King was not comfortable with the “Black Power” slogan, which sounded too much like black nationalism to him. SNCC activists, in the meantime, began embracing the “right to self-defense” in response to attacks from white authorities, and booed King for continuing to advocate non-violence. When King was murdered in 1968, Stokely Carmichael stated that whites murdered the one person who would prevent rampant rioting and that blacks would burn every major city to the ground. In every major city from Boston to San Francisco, racial riots broke out in the black community following King’s death and as a result, “White Flight” occurred from several cities leaving Blacks in a dilapidated and nearly unrepairable city.
Gates v. Collier
Conditions at the Mississippi State Penitentiary at Parchman, then known as Parchman Farm, became part of the public discussion of civil rights after activists were imprisoned there. In the spring of 1961, Freedom Riders came to the South to test the desegregation of public facilities. By the end of June 1963, Freedom Riders had been convicted in Jackson, Mississippi. Many were jailed in Mississippi State Penitentiary at Parchman. Mississippi employed the trusty system, a hierarchical order of inmates that used some inmates to control and enforce punishment of other inmates.

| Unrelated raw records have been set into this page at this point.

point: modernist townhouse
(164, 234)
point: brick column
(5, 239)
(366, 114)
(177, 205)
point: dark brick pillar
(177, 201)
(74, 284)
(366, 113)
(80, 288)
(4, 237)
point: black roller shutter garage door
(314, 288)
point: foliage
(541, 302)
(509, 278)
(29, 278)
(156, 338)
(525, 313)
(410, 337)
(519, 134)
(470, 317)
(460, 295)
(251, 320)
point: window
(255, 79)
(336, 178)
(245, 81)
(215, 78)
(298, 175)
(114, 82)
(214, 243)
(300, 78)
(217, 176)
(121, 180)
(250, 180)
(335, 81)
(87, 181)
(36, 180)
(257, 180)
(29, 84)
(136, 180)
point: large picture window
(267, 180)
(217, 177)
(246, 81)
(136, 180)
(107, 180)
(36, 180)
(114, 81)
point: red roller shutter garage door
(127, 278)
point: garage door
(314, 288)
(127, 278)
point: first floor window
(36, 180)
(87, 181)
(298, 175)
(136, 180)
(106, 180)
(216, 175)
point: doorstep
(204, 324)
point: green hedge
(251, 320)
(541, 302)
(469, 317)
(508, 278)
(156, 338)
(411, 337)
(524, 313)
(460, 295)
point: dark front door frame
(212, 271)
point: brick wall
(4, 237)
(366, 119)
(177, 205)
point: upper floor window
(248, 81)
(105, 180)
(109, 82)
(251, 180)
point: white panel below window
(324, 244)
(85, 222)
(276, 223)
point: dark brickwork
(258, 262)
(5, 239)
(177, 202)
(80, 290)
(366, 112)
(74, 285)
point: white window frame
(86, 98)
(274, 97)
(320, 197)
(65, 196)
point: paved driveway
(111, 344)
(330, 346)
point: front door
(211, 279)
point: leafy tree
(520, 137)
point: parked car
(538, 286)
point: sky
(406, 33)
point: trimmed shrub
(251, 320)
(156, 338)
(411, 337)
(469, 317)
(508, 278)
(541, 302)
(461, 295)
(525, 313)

In 1970 the civil rights lawyer Roy Haber began taking statements from inmates. He collected 50 pages of details of murders, rapes, beatings and other abuses suffered by the inmates from 1969 to 1971 at Mississippi State Penitentiary. In a landmark case known as Gates v. Collier (1972), four inmates represented by Haber sued the superintendent of Parchman Farm for violating their rights under the United States Constitution.

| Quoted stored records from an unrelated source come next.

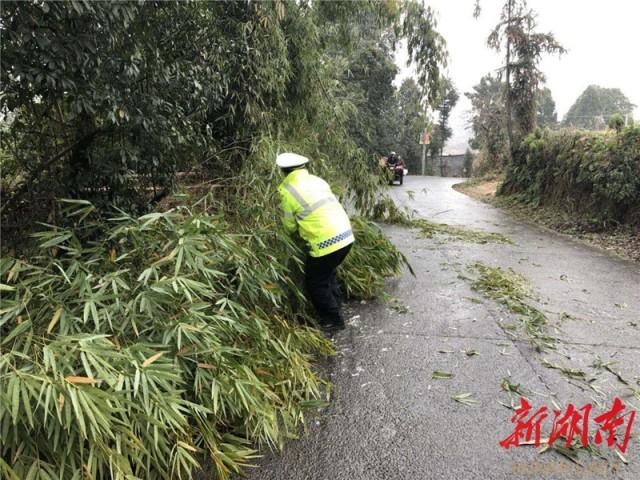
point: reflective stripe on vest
(333, 240)
(308, 209)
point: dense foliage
(133, 343)
(447, 100)
(488, 126)
(595, 175)
(523, 47)
(595, 105)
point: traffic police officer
(309, 206)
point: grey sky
(599, 36)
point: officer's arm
(288, 212)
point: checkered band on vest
(334, 240)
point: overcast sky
(601, 38)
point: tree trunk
(508, 79)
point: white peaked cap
(288, 160)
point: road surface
(389, 419)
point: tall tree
(412, 121)
(595, 105)
(448, 98)
(546, 115)
(515, 35)
(487, 122)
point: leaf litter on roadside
(465, 399)
(441, 374)
(513, 290)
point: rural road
(389, 419)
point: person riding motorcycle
(392, 159)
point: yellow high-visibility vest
(309, 206)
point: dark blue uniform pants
(322, 285)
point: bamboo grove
(152, 322)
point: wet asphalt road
(390, 420)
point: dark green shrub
(592, 174)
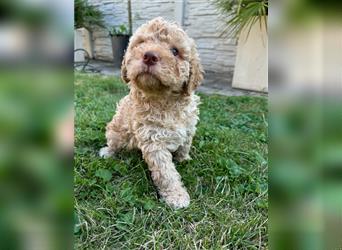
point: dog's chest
(170, 127)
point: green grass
(116, 204)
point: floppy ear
(124, 70)
(195, 72)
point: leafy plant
(243, 14)
(87, 15)
(118, 30)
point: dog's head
(161, 57)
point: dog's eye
(175, 51)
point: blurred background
(36, 124)
(305, 66)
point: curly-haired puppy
(159, 115)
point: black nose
(150, 58)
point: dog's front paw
(177, 199)
(105, 152)
(180, 157)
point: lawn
(116, 204)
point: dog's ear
(195, 72)
(124, 70)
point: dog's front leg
(166, 177)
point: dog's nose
(150, 58)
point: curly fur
(160, 114)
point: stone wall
(200, 20)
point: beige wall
(200, 20)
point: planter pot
(82, 41)
(119, 45)
(251, 68)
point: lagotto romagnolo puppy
(159, 115)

Federal Judge William C. Keady found in favor of the inmates, writing that Parchman Farm violated the civil rights of the inmates by inflicting cruel and unusual punishment. He ordered an immediate end to all unconstitutional conditions and practices. Racial segregation of inmates was abolished. And the trustee system, which allow certain inmates to have power and control over others, was also abolished.
The prison was renovated in 1972 after the scathing ruling by Judge Keady; he wrote that the prison was an affront to “modern standards of decency.” Among other reforms, the accommodations were made fit for human habitation. The system of “trusties” was abolished. (The prison had armed lifers with rifles and given them authority to oversee and guard other inmates, which led to many abuses and murders.)
In integrated correctional facilities in northern and western states, blacks represented a disproportionate number of the prisoners, in excess of their proportion of the general population. They were often treated as second-class citizens by white correctional officers. Blacks also represented a disproportionately high number of death row inmates. Eldridge Cleaver‘s book Soul on Ice was written from his experiences in the California correctional system; it contributed to black militancy.
There was an international context for the actions of the U.S. Federal government during these years. It had stature to maintain in Europe and a need to appeal to the people in the Third World. In Cold War Civil Rights: Race and the Image of American Democracy, the historian Mary L. Dudziak argued that Communists critical of the United States criticized the nation for its hypocrisy in portraying itself as the “leader of the free world,” when so many of its citizens were subjected to severe racial discrimination and violence. She argued that this was a major factor in the government moving to support civil rights legislation.